Equivalent line impedance of the cloth power supply at points of common connection PCC will arrive at points of common connection PCC etc. as one of clustering target
Distributed generation resource similar in value line impedance is polymerized to one kind.
2, cluster classification number and initial cluster center are obtained using the cover clustering algorithm first, then poly- by fuzzy C-mean algorithm
Class algorithm further clusters in detail, solves the problems, such as that Fuzzy C-Means Cluster Algorithm is overly dependent upon initial cluster center.

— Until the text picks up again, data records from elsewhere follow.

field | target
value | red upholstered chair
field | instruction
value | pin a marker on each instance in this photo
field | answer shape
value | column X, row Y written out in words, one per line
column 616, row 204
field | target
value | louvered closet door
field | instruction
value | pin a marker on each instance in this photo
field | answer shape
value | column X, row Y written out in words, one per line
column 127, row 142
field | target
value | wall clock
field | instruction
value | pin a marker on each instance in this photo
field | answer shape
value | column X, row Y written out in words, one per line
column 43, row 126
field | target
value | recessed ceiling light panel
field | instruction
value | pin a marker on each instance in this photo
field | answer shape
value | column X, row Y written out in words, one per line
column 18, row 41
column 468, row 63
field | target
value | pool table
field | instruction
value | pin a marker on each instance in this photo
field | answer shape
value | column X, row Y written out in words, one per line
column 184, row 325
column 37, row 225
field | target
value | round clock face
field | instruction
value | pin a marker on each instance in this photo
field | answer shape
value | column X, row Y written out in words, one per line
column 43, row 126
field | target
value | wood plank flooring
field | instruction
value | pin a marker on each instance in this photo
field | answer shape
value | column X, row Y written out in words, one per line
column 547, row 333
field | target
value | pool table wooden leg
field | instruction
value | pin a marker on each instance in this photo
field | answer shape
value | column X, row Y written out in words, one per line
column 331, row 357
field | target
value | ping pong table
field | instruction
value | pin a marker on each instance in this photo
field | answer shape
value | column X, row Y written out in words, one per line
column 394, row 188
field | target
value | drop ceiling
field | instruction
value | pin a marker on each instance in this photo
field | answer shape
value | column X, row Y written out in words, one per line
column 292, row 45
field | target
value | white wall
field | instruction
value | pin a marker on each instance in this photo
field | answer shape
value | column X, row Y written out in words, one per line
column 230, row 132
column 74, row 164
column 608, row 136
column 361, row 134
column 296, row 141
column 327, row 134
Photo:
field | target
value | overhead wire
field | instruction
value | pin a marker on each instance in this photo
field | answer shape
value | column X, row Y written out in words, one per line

3, the complexity that detailed model is greatly reduced by the Equivalent Model that clustering algorithm obtains is meeting error requirements
In the case where substantially reduce simulation time.
Detailed description of the invention
Fig. 1 is that the present invention is based on the flow charts of the distributed generation system equivalent modeling method of clustering algorithm.
Fig. 2 is the distributed photovoltaic power generation system detailed model schematic diagram of one embodiment of the invention.
Fig. 3 is the flow chart that clustering algorithm is used in the present invention.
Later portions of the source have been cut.